In this circumstance, "a good-faith estimate of the stakes is acceptable if it is plausible and supported by a preponderance of the evidence." Oshana, 441 F.3d at 511, citing Rubel v. Pfizer, Inc., 361 F.3d 1016, 1020 (7th Cir. 2004). Once the defendant in a removed case has made this showing as to the amount in controversy, "the plaintiff can defeat jurisdiction only if it appears "to a legal certainty that the claim is really for less than the jurisdictional amount." Oshana, 441 F.3d at 511. See also McMillian v.
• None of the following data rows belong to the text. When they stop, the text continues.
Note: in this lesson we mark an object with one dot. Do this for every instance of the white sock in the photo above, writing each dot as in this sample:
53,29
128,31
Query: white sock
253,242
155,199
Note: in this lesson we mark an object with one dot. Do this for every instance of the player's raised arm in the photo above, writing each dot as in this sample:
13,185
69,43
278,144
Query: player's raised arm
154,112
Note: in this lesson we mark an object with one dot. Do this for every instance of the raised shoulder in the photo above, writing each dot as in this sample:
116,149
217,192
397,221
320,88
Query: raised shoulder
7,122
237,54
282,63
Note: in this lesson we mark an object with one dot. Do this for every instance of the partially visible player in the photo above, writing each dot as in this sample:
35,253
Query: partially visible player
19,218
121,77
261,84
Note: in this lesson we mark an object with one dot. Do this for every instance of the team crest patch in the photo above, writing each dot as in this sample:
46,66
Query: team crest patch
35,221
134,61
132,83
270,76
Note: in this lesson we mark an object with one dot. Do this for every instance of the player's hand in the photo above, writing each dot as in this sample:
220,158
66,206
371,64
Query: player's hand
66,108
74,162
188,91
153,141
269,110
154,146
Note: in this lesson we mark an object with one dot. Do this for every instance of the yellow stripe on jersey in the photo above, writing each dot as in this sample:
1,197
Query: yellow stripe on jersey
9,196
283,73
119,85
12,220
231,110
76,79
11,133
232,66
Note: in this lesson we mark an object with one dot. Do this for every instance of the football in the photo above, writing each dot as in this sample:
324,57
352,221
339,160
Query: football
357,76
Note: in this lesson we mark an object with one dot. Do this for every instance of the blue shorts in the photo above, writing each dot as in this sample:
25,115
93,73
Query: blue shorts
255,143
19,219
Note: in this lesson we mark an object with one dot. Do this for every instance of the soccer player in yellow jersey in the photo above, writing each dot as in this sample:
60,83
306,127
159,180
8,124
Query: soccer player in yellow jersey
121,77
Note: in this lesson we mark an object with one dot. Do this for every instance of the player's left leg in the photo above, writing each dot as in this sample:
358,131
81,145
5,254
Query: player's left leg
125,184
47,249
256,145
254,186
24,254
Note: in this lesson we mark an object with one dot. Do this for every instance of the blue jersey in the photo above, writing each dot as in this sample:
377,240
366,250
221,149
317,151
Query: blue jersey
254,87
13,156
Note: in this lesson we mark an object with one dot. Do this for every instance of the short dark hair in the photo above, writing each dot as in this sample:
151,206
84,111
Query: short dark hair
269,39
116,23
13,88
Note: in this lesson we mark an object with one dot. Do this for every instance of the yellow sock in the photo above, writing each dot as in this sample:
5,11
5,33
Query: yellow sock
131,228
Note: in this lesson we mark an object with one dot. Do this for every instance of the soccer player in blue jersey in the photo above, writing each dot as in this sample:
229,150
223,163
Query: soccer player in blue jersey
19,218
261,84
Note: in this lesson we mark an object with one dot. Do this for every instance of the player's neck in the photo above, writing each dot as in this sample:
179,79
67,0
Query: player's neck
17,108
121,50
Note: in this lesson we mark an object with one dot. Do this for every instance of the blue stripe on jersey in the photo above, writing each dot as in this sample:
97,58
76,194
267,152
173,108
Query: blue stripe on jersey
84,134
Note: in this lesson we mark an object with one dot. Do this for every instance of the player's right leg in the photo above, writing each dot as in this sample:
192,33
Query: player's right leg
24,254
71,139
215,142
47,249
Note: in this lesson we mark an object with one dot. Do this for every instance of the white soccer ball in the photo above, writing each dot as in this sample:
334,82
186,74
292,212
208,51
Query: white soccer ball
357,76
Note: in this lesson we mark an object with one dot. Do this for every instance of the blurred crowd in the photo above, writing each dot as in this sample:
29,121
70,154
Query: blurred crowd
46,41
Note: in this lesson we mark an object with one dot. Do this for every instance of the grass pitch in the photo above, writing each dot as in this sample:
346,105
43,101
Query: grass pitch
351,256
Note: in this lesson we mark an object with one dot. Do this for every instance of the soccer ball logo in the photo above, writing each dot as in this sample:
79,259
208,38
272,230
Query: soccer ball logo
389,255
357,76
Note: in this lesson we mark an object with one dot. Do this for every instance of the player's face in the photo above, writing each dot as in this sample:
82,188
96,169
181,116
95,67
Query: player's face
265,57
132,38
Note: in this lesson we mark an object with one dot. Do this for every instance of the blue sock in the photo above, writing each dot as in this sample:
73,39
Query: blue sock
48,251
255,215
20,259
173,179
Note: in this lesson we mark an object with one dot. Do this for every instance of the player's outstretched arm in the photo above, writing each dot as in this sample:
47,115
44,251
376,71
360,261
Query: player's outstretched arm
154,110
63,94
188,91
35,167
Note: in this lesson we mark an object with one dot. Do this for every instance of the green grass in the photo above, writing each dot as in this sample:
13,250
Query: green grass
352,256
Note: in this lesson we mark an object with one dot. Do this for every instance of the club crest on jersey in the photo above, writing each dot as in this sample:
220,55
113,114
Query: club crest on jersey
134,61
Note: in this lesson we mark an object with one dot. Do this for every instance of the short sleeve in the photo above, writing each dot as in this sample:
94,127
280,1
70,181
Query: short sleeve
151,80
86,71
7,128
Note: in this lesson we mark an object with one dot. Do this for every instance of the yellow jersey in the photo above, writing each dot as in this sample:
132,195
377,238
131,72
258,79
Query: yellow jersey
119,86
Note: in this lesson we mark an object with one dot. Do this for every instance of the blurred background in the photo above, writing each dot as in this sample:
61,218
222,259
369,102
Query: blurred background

Sheraton Chicago Hotel & Towers, 567 F.3d 839, 844 (7th Cir. 2009).

In the case at bar, BJH -- relying largely on the complaint allegations and prayer for relief*fn1 -- has furnished a good-faith estimate of the stakes, an estimate which is both plausible and supported by a preponderance of the evidence. Sasenbury has not shown (and, on the record now before the Court, it does not appear) to a legal certainty that the claim actually is for less than $75,000.

Accordingly, the undersigned Judge must DENY Sasenbury's remand motion (Doc. 10). Another motion remains -- BJH's motion to dismiss (Doc. 15), to which Sasenbury may respond on or before May 24, 2010. But the undersigned Judge has serious concerns regarding venue in this District -- concerns which need to be addressed before reaching the merits of the dismissal motion.

Stated simply, the record does not reveal any basis for venue. The case understandably was removed here, because suit was filed in the Circuit Court of St. Clair County, which lies within the Southern District of Illinois. See 28 U.S.C. 1441(a). But venue for a civil action wherein jurisdiction is founded solely on diversity lies only in three places -- none of which appears to be the Southern District of Illinois. The best the Court can glean on the record before it, (1) BJH does not "reside" in this District, (2) a substantial part of the events giving rise to this action did not occur in this District, and (3) it is far from clear that BJH is subject to personal jurisdiction in this District. See 28 U.S.C. 1391(a).

Accordingly, the Court DIRECTS BJH (who sought this federal forum) to file a "Venue Memorandum" showing cause why the undersigned Judge ought not dismiss this case for improper venue (or transfer it to a proper venue, perhaps the Eastern District of Missouri), pursuant to 28 U.S.C. 1406(a).

BJH's Venue Memorandum must be filed by May 25, 2010. Sasenbury may file a Venue Memorandum responding thereto by June 8, 2010. In docketing these memoranda via the cm/ecf system, counsel should select "Civil," then under "Other Filings" choose "Other Documents," pick "Jurisdictional Memorandum" from the drop-down list, and (after inserting the case number and filing party information at the prompts), type the word "VENUE" over the word "JURISDICTIONAL" in the open text box. Questions regarding the venue memoranda may be addressed to Judge Reagan's law clerk (Sheila) at 618-482-9229.